À l’issue de cette année, j’ai obtenu mon diplôme et je suis allé à Paris pour commencer un stage à Cyanide, en tant que… testeur QA. J’aurais pu faire mon stage en Game Design mais ça aurait été dans le jeu Facebook (c’était tendance à l’époque) ou la robotique, ce qui ne m’intéressait pas vraiment. Cyanide faisait et fait toujours des jeux pour passionnés, du coup je me suis lancé, même si ça n’était pas exactement le métier que je voulais faire. Je pensais - très naïvement - qu’à la fin de mon stage je progresserais naturellement vers le Game Design. Bon, ça ne s’est pas passé comme ça.
Le stage a duré neuf mois, puis il y a eu une période de chômage d’un an, pendant laquelle je n’ai pratiquement pas travaillé, sauf pour une courte mission de Game Designer freelance sur Astérix et le Domaine des Dieux, sur 3DS (le film d’Alexandre Astier et Louis Clichy sortait bientôt).
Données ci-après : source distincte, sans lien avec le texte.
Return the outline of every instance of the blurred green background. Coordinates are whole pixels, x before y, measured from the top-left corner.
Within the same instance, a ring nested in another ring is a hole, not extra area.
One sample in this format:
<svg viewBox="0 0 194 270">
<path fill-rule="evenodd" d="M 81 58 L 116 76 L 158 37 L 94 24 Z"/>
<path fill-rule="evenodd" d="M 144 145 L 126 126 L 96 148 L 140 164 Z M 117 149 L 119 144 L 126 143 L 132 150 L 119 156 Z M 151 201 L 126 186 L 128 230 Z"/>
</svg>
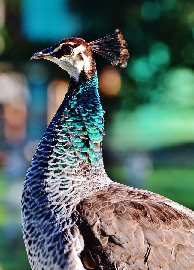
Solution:
<svg viewBox="0 0 194 270">
<path fill-rule="evenodd" d="M 116 181 L 194 210 L 193 0 L 0 0 L 0 269 L 30 269 L 20 201 L 25 174 L 67 90 L 68 74 L 35 53 L 120 28 L 122 70 L 95 56 L 105 115 L 105 166 Z"/>
</svg>

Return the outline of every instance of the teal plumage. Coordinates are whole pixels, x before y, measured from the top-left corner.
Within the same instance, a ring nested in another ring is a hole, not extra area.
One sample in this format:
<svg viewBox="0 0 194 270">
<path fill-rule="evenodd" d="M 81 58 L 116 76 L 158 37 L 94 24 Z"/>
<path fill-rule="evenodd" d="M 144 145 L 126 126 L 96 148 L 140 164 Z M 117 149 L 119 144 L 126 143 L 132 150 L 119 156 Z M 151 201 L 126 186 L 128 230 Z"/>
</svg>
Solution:
<svg viewBox="0 0 194 270">
<path fill-rule="evenodd" d="M 90 43 L 63 40 L 32 57 L 71 77 L 24 184 L 23 232 L 33 270 L 194 269 L 194 213 L 114 182 L 104 168 L 104 112 L 92 52 L 123 68 L 126 46 L 117 29 Z"/>
</svg>

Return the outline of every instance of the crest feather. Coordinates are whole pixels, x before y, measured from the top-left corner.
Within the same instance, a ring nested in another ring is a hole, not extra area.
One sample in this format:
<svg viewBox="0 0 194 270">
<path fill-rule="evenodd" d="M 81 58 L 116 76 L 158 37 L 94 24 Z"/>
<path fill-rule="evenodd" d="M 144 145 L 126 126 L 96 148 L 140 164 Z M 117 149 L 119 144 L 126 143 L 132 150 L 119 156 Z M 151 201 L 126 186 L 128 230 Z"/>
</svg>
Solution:
<svg viewBox="0 0 194 270">
<path fill-rule="evenodd" d="M 89 42 L 89 44 L 93 52 L 110 60 L 113 66 L 119 64 L 122 68 L 127 66 L 129 56 L 127 44 L 119 29 L 116 29 L 114 34 Z"/>
</svg>

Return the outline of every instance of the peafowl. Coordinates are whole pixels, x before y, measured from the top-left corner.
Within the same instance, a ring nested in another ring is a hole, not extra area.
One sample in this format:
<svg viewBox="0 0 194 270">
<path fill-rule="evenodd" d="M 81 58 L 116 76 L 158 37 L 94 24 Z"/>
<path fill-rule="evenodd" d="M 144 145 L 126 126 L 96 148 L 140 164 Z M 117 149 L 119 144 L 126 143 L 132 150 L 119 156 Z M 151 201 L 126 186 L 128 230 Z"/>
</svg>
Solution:
<svg viewBox="0 0 194 270">
<path fill-rule="evenodd" d="M 120 31 L 88 43 L 59 41 L 34 55 L 70 76 L 28 170 L 23 235 L 33 270 L 194 269 L 194 212 L 116 183 L 103 166 L 103 110 L 93 52 L 125 67 Z"/>
</svg>

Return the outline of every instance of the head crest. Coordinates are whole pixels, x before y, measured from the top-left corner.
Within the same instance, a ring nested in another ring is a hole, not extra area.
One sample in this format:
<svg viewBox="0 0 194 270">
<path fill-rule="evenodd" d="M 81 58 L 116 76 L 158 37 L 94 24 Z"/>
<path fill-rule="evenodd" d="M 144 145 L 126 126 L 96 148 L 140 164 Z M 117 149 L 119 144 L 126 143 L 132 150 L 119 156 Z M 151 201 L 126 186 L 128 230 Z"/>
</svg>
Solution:
<svg viewBox="0 0 194 270">
<path fill-rule="evenodd" d="M 89 44 L 92 51 L 110 60 L 113 66 L 119 64 L 122 68 L 127 66 L 129 56 L 127 48 L 127 44 L 119 29 L 116 29 L 114 34 Z"/>
</svg>

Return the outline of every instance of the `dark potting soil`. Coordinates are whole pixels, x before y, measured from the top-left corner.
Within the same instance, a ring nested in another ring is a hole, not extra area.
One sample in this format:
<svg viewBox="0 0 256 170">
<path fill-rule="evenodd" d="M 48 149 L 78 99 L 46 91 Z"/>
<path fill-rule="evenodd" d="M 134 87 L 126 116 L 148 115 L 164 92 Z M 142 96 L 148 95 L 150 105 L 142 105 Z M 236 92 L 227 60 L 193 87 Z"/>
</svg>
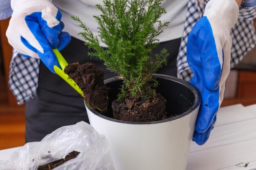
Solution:
<svg viewBox="0 0 256 170">
<path fill-rule="evenodd" d="M 153 99 L 126 99 L 112 102 L 114 119 L 132 122 L 147 122 L 168 118 L 166 110 L 166 100 L 159 93 Z"/>
<path fill-rule="evenodd" d="M 94 108 L 107 109 L 108 88 L 104 84 L 104 70 L 90 62 L 69 64 L 64 72 L 74 80 L 83 92 L 85 102 Z"/>
<path fill-rule="evenodd" d="M 54 168 L 63 164 L 67 161 L 76 158 L 80 152 L 75 150 L 72 151 L 67 154 L 64 159 L 61 159 L 57 161 L 54 161 L 45 165 L 39 166 L 37 170 L 51 170 Z"/>
<path fill-rule="evenodd" d="M 104 70 L 97 68 L 90 62 L 69 64 L 64 72 L 73 79 L 83 92 L 84 99 L 94 108 L 107 109 L 108 88 L 104 84 Z M 147 122 L 168 118 L 166 100 L 160 94 L 152 99 L 131 97 L 123 101 L 114 100 L 112 103 L 113 118 L 132 122 Z"/>
</svg>

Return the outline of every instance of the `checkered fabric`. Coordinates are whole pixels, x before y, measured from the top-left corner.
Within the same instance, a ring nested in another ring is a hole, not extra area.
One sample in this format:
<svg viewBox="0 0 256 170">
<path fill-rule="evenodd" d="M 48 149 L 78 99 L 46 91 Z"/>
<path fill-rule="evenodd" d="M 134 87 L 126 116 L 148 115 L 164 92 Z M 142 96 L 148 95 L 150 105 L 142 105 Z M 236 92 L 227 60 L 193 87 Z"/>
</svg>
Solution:
<svg viewBox="0 0 256 170">
<path fill-rule="evenodd" d="M 185 28 L 182 38 L 177 58 L 178 77 L 189 81 L 193 76 L 186 61 L 186 44 L 192 29 L 202 16 L 209 0 L 189 0 Z M 231 67 L 240 61 L 256 42 L 253 20 L 256 17 L 256 6 L 244 7 L 242 2 L 239 19 L 232 28 L 231 35 L 233 45 L 231 49 Z M 36 95 L 38 85 L 40 60 L 25 58 L 14 51 L 10 66 L 9 86 L 16 97 L 18 104 L 32 99 Z"/>
<path fill-rule="evenodd" d="M 195 23 L 202 17 L 209 0 L 190 0 L 188 7 L 185 28 L 177 57 L 178 77 L 189 81 L 193 73 L 186 60 L 186 44 L 189 34 Z M 245 1 L 241 4 L 239 18 L 231 29 L 233 42 L 231 49 L 231 66 L 234 67 L 245 54 L 253 48 L 256 35 L 253 19 L 256 18 L 256 6 L 244 7 Z"/>
</svg>

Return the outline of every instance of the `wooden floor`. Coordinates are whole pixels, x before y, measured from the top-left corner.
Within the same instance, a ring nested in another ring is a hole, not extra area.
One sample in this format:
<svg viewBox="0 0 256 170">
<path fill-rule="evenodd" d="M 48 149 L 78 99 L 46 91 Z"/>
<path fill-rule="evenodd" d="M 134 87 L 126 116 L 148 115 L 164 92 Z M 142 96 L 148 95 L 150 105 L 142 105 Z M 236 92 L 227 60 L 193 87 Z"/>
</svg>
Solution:
<svg viewBox="0 0 256 170">
<path fill-rule="evenodd" d="M 9 106 L 7 91 L 0 74 L 0 150 L 25 144 L 25 106 Z"/>
</svg>

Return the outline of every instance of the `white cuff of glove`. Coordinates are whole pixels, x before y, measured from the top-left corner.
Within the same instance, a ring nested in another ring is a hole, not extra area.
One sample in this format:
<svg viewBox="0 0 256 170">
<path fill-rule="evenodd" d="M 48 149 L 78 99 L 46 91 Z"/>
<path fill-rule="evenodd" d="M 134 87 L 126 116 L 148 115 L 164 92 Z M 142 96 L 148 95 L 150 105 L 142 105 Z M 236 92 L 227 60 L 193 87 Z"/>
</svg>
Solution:
<svg viewBox="0 0 256 170">
<path fill-rule="evenodd" d="M 48 1 L 51 2 L 51 0 L 40 0 L 40 1 Z M 13 11 L 14 11 L 16 7 L 19 7 L 19 4 L 22 3 L 24 4 L 24 3 L 33 3 L 35 2 L 35 1 L 36 1 L 35 0 L 11 0 L 11 7 Z M 17 6 L 18 5 L 18 6 Z"/>
</svg>

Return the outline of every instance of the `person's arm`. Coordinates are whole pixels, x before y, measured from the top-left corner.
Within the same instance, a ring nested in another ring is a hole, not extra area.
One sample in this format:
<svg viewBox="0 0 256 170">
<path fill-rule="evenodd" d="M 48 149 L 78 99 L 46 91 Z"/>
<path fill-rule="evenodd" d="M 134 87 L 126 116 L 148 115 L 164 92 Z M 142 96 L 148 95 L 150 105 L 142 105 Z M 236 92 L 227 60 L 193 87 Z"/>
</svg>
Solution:
<svg viewBox="0 0 256 170">
<path fill-rule="evenodd" d="M 11 0 L 0 0 L 0 20 L 8 18 L 12 13 Z"/>
<path fill-rule="evenodd" d="M 238 18 L 238 4 L 235 0 L 210 0 L 188 38 L 187 60 L 194 74 L 190 83 L 202 99 L 193 137 L 199 145 L 209 137 L 223 99 L 230 70 L 230 30 Z"/>
</svg>

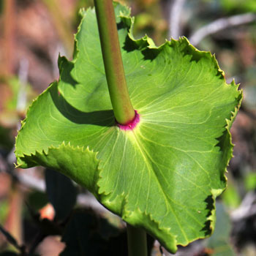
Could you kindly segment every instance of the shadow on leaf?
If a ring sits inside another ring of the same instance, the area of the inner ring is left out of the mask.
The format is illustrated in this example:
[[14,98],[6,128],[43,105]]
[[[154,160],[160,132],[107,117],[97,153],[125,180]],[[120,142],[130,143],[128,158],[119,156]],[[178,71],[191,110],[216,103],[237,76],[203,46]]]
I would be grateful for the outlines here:
[[115,126],[115,117],[112,110],[92,112],[80,111],[72,106],[61,94],[59,94],[57,83],[53,84],[50,93],[59,113],[72,122],[109,127]]

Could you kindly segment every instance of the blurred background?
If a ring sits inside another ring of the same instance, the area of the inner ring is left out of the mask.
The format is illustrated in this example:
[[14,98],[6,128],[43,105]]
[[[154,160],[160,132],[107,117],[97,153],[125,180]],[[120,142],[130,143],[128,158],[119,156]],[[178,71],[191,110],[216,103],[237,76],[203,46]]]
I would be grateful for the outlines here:
[[[227,81],[235,79],[244,91],[214,234],[176,255],[256,255],[256,1],[121,2],[136,15],[136,38],[147,34],[160,45],[185,36],[215,53]],[[127,255],[125,225],[87,191],[53,171],[13,164],[20,121],[59,78],[59,54],[72,59],[78,10],[92,6],[90,0],[0,0],[0,255]],[[170,255],[148,238],[151,255]]]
Puis j’ai enfin trouvé mon premier vrai job dans l’industrie: Testeur Localisation chez Dovetail Games, une boîte anglaise surtout connue pour Train Simulator et aujourd’hui Train Sim World. J’y ai passé un an plutôt intéressant, avant de me faire embaucher par Ubisoft Annecy pour travailler en tant que Testeur Online sur Ghost Recon Wildlands.
J’ai fait les derniers mois de développement, puis je suis passé sur Road to the Olympics, une extension pour le jeu de glisse Steep (World Tester cette fois!). Et quelque temps plus tard, enfin, après au total trois ans en tant que testeur, on m’a proposé un poste de Junior Game Designer sur The Division 2, spécialité intelligence artificielle.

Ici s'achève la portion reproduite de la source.